The defence has appealed against the conviction, demanding that Yury Dmitriev be cleared of all charges; an appeal was also lodged on behalf of Natasha.[62] The prosecution prevailed. At an appeals hearing in September 2020 the High Court of Karelia increased the sentence fourhold for offences under Article 132 to 13 years in a strict-regime penal colony and sent the other charges back for a further "unprecedented" examination at the Petrozavodsk City Court.
Victor Anufriev, Dmitriev's defence attorney since December 2016, pressed for the High Court's ruling to be considered by the Third Cassation Court of Appeal in St Petersburg. This was granted after a struggle. On 16 February 2021 the court in Petersburg left the sentence unchanged. Dmitriev then appealed to the Supreme Court in Moscow. Meanwhile lawyers at Memorial submitted an appeal on his behalf to the European Court of Human Rights in Strasbourg.
After delay and resistance, the Supreme Court agreed to accept Dmitriev's appeal detailing procedural violations and opposing the drastic increase in the sentence.

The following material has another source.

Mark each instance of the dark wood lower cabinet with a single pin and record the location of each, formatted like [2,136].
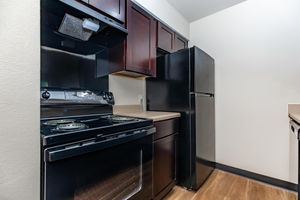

In October 2021 Judge Sergei Abramov of the Supreme Court turned down the request to examine the appeal before the Court. Dmitriev lawyer Anufriev challenged this decision as an inadequate response to the 25 hefty case files of evidence, accumulated since June 2017, which had twice led to his client's effective acquittal.
The Third Trial resumed behind closed doors without any statement by the RF Supreme Court. The case files had been returned, presumably, from Moscow to Petrozavodsk.
The prosecution and the defence gave their closing statements in mid-December and on 14 December it was announced that the verdict in the third trial would not be made public until 11 am on 27 December 2021,[63] the day before the next hearing of the case against the Memorial (society) at the Supreme Court.